Phil Ivey gained even more recognition in 2002, when he won three World Series of Poker bracelets. The World Series of Poker, an American poker playing association, gives out bracelets to the winner of each event at their annual tournament. Only a handful of players have ever won three bracelets in a single year.
The sudden success earned Ivey the nickname “The Phenom,” with some commentators also calling him the “Tiger Woods of Poker,” as a nod to his proficiency in different styles. Through the 2000s, Phil Ivey went on to win several more bracelets at the World Series of Poker, closing out the decade with ten total bracelets. No other player in WSOP history has reached 10 bracelets as quickly as Ivey, and only one other player has won more than him. He is also the only player to have won bracelets in as many different styles.
Of course, Phil Ivey hasn’t just played at the World Series of Poker. He has also reached the final table at the World Poker Tour nine times. However, it took eight appearances at the final table before Ivey was able to win, in 2008.
In 2006, he played a variety of international tournaments. He participated in the European Poker Tour, where he ultimately came in second. He played in the London All-Star Challenge, the first tournament of the European Poker Masters. More recently, Phil Ivey has played in the Aussie Millions event and played more non-tournament games.
In the late 2000s, Phil Ivey helped design Full Tilt Poker, one of the most popular online poker services at the time. However, in 2011, sued Full Tilt for a breach of contract. He asked for more than $150 million in damages, but dropped the case a month later when Full Tilt released Ivey from his contract. Over the next couple years, the U.S. Justice Department pursued Full Tilt for a variety of allegations, ranging from money-laundering to outright fraud. The investigations eventually led to Ray Bitar, one of Full Tilt’s directors, pled guilty to an assortment of criminal charges, forcing him to surrender most of his assets and spend time in prison.
Phil Ivey’s Alleged Cheating – Edge Sorting
In 2012, Punto Banco at Crockfords, a London Casino, refused to pay Phil Ivey his winnings, claiming that Ivey had used “edge sorting” to gain an advantage. Ivey, through his legal team, issued a blanket denial of the allegations, and filed a suit against Crockfords.
Edge sorting is a way for players to take advantage of defects in the printing on the back of cards, where the left and right side of the card aren’t identical. Basically, the player asks the dealer to rotate certain face-up cards half a full turn. This lets the player tell which cards, while face-down, are low or high.
Two years after Crockfords refused to pay Ivey his winnings, he was sued by the Borgata Casino in Atlantic City, under suspicions that he was again using edge sorting to gain an advantage. Borgata also filed suit against the card manufacturer, Gemaco, who also makes the cards used at Crockfords.

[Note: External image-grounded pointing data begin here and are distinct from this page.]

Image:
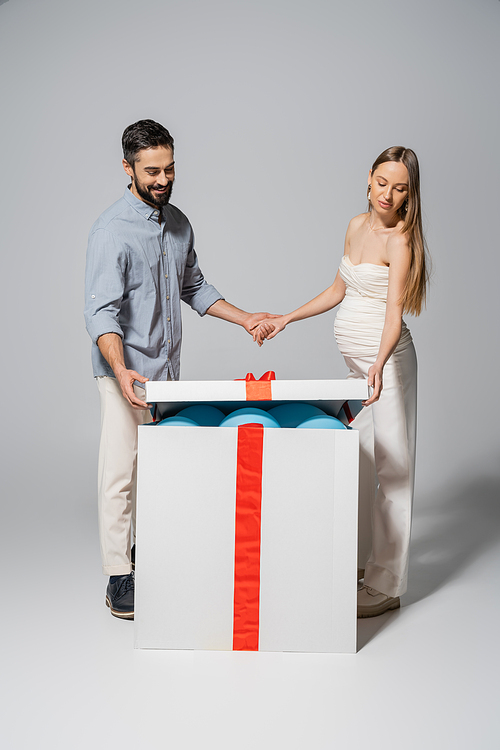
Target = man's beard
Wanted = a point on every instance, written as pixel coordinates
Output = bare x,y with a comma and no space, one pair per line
147,195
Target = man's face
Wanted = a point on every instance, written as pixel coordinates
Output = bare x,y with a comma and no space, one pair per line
153,175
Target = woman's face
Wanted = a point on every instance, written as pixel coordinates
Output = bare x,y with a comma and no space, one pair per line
389,187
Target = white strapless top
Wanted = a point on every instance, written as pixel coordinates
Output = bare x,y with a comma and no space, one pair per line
361,315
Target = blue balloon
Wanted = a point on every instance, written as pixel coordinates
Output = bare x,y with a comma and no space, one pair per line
203,414
322,423
177,422
291,415
249,415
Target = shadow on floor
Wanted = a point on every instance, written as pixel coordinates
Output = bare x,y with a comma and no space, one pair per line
450,531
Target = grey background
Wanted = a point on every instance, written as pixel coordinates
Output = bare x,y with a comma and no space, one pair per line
278,108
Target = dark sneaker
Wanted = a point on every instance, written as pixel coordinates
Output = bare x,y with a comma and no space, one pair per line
120,596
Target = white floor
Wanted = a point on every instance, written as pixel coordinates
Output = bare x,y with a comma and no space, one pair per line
424,676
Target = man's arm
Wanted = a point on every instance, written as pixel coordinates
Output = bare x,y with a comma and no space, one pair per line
226,311
111,348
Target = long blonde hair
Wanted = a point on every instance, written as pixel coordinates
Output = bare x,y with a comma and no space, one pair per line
415,290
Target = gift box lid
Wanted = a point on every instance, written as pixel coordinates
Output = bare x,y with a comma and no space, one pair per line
170,396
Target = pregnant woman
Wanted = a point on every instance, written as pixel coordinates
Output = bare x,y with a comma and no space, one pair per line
382,275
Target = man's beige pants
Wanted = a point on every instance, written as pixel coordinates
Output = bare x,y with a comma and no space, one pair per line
117,476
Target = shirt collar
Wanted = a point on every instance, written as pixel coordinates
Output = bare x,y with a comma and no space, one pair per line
142,208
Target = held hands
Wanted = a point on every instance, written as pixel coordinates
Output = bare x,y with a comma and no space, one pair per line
253,322
269,328
375,381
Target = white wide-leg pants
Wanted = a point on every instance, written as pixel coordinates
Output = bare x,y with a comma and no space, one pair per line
387,432
117,476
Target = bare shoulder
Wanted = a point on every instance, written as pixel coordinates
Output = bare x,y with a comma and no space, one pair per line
398,246
355,223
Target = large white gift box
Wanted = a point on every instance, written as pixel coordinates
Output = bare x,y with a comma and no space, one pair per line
247,536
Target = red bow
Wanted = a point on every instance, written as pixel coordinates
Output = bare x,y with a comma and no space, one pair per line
250,377
259,390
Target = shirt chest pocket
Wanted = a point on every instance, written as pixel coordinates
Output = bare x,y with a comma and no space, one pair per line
179,255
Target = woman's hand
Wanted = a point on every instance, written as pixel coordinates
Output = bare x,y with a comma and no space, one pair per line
268,329
375,381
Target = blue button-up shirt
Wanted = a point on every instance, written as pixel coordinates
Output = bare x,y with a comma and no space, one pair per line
138,271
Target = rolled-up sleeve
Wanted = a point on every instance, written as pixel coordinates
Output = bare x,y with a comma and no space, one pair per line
104,283
195,290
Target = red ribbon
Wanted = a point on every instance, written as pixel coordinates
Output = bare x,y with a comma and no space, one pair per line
247,538
259,390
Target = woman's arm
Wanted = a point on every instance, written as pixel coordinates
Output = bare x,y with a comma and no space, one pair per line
398,253
325,301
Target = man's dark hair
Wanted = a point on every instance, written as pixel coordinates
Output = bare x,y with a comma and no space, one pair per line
144,134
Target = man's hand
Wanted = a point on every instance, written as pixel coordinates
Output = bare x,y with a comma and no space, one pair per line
111,348
126,380
268,329
251,322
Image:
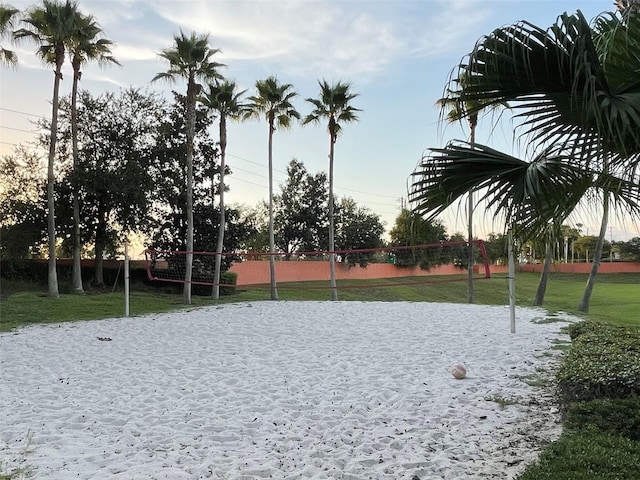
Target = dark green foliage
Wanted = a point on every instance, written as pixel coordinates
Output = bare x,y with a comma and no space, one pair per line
412,229
630,251
604,363
587,454
620,416
301,212
357,228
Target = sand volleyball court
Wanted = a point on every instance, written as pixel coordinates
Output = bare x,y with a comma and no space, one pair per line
281,390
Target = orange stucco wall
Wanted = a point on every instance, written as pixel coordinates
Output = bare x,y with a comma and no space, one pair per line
604,267
255,272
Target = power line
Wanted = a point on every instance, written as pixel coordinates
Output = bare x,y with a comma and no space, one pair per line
21,113
17,129
337,187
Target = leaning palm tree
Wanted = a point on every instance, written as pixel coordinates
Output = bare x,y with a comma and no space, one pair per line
8,15
51,26
83,47
332,105
273,99
576,87
190,58
224,98
456,111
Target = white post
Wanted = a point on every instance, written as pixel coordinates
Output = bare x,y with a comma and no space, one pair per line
512,284
126,278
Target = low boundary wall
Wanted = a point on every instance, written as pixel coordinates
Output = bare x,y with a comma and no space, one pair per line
255,272
604,267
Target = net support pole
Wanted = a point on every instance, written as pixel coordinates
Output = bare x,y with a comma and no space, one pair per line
126,278
512,284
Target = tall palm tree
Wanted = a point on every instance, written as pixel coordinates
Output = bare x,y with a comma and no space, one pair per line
576,88
273,99
83,47
224,98
457,111
333,105
8,15
190,58
51,26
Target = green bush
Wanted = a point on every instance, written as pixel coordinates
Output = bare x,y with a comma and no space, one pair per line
603,363
587,454
620,416
228,279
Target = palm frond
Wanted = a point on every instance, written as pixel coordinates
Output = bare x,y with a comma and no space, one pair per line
531,194
568,81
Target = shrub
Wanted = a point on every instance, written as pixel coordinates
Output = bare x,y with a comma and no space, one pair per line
620,416
603,363
587,454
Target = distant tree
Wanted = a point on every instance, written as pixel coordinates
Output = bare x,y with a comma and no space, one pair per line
223,98
84,46
585,247
274,101
51,26
411,229
300,210
169,170
191,59
23,226
357,228
116,132
496,247
333,105
258,217
630,251
8,16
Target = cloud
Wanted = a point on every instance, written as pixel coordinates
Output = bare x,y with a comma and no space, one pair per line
295,37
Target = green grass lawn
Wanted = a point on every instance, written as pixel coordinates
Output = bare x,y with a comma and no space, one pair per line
616,297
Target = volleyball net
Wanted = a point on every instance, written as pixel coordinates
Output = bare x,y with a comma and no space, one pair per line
393,265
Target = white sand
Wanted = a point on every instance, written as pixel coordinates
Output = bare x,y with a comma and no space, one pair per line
296,390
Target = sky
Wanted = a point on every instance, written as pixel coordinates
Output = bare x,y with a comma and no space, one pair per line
397,54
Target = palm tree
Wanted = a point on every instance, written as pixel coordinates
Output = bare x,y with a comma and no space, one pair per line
576,88
190,58
457,111
51,26
628,7
83,47
8,15
224,98
332,105
273,99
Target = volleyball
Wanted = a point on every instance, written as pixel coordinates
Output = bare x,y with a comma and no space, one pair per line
458,371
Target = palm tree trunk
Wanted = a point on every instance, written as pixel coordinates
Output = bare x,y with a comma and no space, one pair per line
544,277
583,306
220,244
272,240
76,273
52,278
332,243
101,228
473,120
191,127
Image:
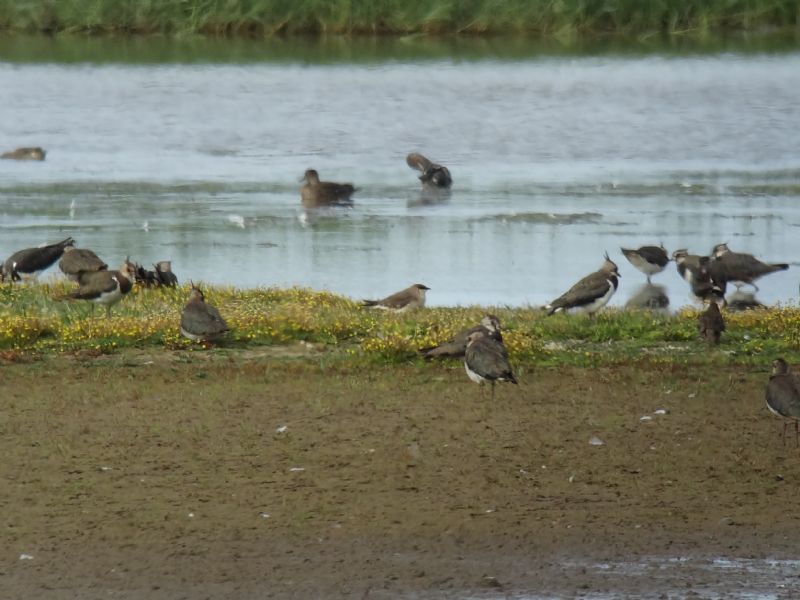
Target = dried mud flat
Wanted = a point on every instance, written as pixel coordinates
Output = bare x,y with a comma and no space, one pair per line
239,475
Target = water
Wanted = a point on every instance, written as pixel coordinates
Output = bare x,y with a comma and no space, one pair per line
556,158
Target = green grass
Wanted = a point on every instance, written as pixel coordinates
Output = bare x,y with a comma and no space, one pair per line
267,17
35,319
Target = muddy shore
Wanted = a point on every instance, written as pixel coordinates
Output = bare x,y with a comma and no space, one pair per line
225,475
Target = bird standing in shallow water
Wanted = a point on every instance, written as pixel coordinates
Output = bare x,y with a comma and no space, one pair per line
486,360
647,259
315,193
32,261
783,396
741,268
591,293
201,322
432,174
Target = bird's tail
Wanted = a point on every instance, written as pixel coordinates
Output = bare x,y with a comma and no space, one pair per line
418,162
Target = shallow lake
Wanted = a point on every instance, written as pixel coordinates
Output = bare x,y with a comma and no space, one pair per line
193,153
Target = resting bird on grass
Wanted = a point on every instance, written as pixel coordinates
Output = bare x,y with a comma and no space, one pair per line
710,324
486,360
408,299
783,396
316,193
457,345
591,293
201,322
647,259
105,287
432,174
32,261
740,268
78,260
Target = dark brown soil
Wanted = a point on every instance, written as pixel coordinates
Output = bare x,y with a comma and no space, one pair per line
170,476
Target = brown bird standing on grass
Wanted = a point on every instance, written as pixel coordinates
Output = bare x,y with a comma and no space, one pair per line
783,397
432,174
201,322
711,324
408,299
456,346
105,287
315,193
486,360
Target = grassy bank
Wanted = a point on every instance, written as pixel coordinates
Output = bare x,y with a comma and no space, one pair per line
267,17
33,319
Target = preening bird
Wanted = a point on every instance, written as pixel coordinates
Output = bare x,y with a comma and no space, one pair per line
591,293
486,360
456,346
432,174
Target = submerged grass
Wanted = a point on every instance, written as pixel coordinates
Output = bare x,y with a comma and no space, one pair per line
34,319
266,17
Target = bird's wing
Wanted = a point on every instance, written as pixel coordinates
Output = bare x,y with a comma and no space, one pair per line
587,289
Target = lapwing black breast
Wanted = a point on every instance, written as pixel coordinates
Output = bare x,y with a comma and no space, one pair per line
457,345
77,260
647,259
431,173
408,299
321,193
105,287
591,293
710,324
32,261
201,322
783,396
743,268
486,360
164,273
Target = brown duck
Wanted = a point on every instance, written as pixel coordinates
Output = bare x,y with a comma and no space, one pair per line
324,193
432,174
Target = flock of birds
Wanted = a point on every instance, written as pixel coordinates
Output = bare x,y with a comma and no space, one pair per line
481,347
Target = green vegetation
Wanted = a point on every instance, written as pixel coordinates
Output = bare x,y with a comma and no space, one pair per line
34,320
268,17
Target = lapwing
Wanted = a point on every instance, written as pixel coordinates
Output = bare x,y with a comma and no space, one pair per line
591,293
710,324
457,345
35,153
740,268
703,274
32,261
164,273
432,174
201,322
408,299
783,396
648,259
486,360
77,260
105,287
324,193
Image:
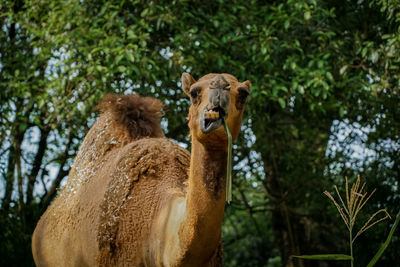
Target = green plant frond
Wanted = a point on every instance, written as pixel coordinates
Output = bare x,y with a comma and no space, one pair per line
386,243
337,257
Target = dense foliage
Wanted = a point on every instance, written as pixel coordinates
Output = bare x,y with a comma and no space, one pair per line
324,104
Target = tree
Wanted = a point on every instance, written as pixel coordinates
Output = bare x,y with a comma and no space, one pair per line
318,68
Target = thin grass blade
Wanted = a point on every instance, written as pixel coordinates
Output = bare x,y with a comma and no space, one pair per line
335,257
386,243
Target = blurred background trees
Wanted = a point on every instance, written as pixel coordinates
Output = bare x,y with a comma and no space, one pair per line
324,105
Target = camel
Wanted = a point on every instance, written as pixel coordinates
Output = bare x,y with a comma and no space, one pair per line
135,198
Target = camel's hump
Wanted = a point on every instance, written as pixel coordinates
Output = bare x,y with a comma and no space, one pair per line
139,115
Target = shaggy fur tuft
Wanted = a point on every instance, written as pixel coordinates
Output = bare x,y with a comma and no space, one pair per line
139,115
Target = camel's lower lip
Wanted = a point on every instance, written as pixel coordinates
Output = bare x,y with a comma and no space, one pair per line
207,124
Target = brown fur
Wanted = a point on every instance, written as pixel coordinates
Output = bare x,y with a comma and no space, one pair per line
131,198
141,116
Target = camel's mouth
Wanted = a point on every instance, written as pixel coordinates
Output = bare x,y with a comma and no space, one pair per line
211,119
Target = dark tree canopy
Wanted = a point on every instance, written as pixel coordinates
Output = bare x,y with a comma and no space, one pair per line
324,105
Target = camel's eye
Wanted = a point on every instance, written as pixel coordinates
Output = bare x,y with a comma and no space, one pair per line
194,93
243,94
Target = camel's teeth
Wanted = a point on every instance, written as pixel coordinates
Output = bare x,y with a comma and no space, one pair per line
211,115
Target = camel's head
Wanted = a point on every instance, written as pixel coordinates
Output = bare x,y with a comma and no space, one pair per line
213,97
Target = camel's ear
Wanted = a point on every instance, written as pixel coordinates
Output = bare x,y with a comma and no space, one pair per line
247,84
187,81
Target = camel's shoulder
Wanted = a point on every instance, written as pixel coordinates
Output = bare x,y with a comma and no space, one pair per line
148,155
148,161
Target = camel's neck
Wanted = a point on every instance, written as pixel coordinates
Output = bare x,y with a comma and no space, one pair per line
205,202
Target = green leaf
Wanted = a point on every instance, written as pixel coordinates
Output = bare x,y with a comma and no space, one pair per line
130,57
286,24
386,243
341,112
336,257
121,68
282,102
307,15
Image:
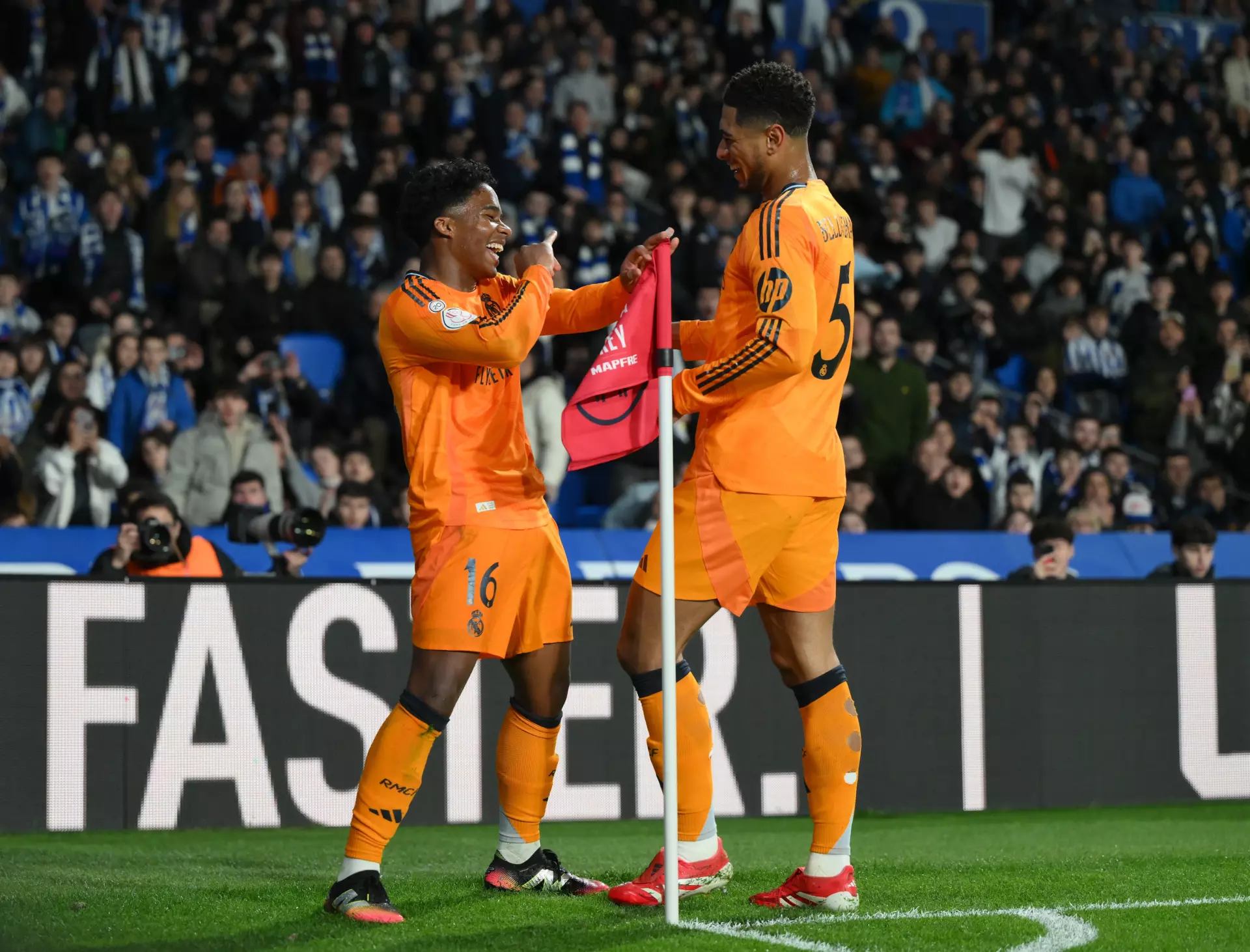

A few months after the Borgata suit was filed, a court in the UK sided with Crockfords in Ivey’s suit against them, saying that edge sorting constitutes cheating and that Phil Ivey wasn’t entitled to his winnings.
What’s Phil Ivey Doing Now in 2018- Recent Updates
Regardless of his use of edge sorting, Phil Ivey is still one of the luckiest and most skilled contemporary poker players. To date, he’s earned almost $24 million from poker tournaments. He’s also won many millions from online and in-person cash games. Some estimates put Phil Ivey’s total net worth at about $100 million, making him one of the richest contemporary poker players.
Now that televised poker has fallen back out of the mainstream, Ivey plays more casino games. He’s a frequent player at the Bellagio Hotel & Casino in Las Vegas, and also runs several programs for teaching people to succeed at poker themselves.
Thanks to his substantial winnings, Ivey has been able to frequently donate to charities. He’s a frequent donor to the Empowered 2 Excel program, which assists underprivileged children in Las Vegas. He also created the Budding Ivey Foundation, which hosts charity poker tournaments. While most money from Budding Ivey goes to Empowered 2 Excel, it also contributes to a variety of youth literacy programs and food security programs.